A sensitivity analysis evaluated the impact of time to ICU return on patient outcomes and hospital length of stay and to mitigate bias from the selection of a cut-point of seven days in the primary analysis. Outcomes were assessed and reported separately for returns to the ICU within three days and five days.

A descriptive analysis was conducted to evaluate the effectiveness of several features constructed from the RI to differentiate between patients with and without a return to the ICU. Analysis cohorts were identified based on the first ICU admission for both patients with and without a return to the ICU during the stay. ICU returns were defined using the methodology previously described. RI variables included the RI score at the time of the downgrade from the ICU to a lower level of care, the difference in the RI score between ICU entry and exit, the decrease in the RI score over the 24 h prior to downgrade and a binary indicator identifying if the patient was in a RI-generated warning at the time of downgrade. Configurable warnings based on either the RI score value or change in scores over time are part of the RI system functionality and serve an important role in operationalizing the RI for clinical decision support [24].

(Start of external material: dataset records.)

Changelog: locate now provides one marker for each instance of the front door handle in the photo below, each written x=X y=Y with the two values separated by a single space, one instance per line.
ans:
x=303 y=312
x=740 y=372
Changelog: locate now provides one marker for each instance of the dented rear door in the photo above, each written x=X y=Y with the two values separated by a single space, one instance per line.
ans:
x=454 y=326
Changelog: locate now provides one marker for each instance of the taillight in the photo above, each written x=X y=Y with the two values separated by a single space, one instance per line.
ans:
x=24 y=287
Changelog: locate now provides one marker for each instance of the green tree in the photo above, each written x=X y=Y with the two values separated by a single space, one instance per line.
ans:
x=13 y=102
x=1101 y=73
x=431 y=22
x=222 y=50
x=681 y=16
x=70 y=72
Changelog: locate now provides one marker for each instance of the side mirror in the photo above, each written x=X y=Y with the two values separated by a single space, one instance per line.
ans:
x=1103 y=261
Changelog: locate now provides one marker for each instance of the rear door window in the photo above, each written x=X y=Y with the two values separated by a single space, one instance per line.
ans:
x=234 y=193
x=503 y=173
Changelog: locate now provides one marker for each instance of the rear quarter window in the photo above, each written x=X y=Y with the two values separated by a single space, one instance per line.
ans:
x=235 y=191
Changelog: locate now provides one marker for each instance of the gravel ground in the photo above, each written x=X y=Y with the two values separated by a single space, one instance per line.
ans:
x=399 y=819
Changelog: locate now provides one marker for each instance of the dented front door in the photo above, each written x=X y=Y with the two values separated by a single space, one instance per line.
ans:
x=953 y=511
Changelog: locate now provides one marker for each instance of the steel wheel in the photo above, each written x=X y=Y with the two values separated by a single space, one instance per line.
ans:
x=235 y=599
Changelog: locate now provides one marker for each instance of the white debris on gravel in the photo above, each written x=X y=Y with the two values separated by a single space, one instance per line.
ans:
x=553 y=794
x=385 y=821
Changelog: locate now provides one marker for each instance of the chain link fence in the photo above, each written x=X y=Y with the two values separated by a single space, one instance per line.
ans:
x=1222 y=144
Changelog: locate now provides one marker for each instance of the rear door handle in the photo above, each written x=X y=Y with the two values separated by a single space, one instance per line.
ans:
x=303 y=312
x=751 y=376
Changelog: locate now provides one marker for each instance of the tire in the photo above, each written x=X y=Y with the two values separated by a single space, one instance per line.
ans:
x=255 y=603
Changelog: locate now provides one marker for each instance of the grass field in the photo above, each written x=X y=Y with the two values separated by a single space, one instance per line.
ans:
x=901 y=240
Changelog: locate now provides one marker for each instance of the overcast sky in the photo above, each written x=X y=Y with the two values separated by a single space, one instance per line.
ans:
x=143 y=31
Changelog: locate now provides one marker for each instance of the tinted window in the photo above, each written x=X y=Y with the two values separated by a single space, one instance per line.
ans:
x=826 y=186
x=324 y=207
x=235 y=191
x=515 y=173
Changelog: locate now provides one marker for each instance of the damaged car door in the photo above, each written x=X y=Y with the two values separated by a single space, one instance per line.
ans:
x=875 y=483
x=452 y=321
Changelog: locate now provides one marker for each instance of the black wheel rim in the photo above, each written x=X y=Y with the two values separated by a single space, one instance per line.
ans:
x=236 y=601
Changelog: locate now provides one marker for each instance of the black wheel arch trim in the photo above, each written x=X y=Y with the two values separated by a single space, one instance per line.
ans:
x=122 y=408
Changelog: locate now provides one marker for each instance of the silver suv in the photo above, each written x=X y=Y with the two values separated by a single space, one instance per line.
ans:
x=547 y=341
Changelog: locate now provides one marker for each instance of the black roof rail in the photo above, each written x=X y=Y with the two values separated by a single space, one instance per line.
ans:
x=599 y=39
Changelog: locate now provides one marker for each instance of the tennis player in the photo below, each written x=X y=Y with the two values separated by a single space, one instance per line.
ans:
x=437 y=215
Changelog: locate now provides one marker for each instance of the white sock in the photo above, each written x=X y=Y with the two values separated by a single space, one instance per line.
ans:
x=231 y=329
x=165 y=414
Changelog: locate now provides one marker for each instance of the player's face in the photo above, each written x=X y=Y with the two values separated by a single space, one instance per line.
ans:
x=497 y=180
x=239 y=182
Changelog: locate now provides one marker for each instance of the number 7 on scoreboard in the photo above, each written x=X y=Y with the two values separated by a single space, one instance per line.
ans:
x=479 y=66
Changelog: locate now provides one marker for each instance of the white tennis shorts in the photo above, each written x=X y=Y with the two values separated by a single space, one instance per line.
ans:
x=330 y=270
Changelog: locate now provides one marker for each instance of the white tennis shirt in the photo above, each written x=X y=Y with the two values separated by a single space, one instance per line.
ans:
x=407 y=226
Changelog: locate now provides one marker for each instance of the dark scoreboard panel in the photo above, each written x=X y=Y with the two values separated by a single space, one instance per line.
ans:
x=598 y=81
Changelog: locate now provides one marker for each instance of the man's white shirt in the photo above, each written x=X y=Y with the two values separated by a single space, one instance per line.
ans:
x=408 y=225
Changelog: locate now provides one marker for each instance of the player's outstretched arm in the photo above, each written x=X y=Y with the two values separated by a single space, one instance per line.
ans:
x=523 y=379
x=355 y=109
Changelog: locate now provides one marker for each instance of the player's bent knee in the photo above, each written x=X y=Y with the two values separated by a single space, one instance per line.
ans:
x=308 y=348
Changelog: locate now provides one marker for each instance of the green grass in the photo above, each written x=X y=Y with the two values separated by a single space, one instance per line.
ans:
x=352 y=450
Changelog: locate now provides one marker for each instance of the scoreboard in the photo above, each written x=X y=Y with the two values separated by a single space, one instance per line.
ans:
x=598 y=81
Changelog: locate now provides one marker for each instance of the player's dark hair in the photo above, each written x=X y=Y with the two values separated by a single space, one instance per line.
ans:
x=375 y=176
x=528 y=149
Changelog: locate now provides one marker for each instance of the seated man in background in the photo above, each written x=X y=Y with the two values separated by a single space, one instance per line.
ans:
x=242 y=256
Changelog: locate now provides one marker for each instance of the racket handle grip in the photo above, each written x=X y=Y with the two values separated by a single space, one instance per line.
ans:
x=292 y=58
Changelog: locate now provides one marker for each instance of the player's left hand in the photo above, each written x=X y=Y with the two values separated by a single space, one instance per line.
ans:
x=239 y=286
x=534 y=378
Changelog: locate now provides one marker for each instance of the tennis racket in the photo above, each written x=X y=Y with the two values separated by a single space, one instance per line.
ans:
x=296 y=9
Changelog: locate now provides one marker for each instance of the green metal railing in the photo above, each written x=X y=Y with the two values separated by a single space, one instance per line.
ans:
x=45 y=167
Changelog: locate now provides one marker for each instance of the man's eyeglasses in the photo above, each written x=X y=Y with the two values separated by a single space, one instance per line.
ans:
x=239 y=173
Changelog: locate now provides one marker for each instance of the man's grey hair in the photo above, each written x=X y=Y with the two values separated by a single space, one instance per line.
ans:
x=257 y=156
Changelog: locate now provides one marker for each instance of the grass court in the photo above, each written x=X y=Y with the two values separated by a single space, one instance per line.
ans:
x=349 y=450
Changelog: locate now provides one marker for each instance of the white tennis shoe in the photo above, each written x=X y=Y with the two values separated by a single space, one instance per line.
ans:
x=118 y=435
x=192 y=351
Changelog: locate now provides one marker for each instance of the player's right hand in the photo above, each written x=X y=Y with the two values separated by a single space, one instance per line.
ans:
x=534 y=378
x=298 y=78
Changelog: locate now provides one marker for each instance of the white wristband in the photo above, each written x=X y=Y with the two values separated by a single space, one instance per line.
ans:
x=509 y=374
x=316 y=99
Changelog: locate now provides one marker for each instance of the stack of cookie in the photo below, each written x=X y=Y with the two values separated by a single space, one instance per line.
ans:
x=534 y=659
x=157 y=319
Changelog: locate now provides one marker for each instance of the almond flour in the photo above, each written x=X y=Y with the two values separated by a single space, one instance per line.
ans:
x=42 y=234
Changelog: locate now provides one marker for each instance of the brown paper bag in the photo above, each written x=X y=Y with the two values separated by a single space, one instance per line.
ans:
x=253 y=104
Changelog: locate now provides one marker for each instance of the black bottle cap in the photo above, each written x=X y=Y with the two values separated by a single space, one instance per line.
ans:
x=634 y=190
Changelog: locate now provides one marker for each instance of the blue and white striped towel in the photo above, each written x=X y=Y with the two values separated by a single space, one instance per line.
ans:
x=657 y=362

Propensity score matching with a 1:1 Greedy matching algorithm requiring at least a four decimal place match between the case and control was used to control for differences across cohorts similar to the primary analysis. For this subgroup analysis, matching variables included patient age, sex, type of ICU (i.e., medical vs. surgical/trauma), level of care in downgrade unit (i.e. routine vs. step-down), and first RI score in the ICU. A multivariable logistic regression model was used to evaluate the performance of the RI features on predicting returns to the ICU.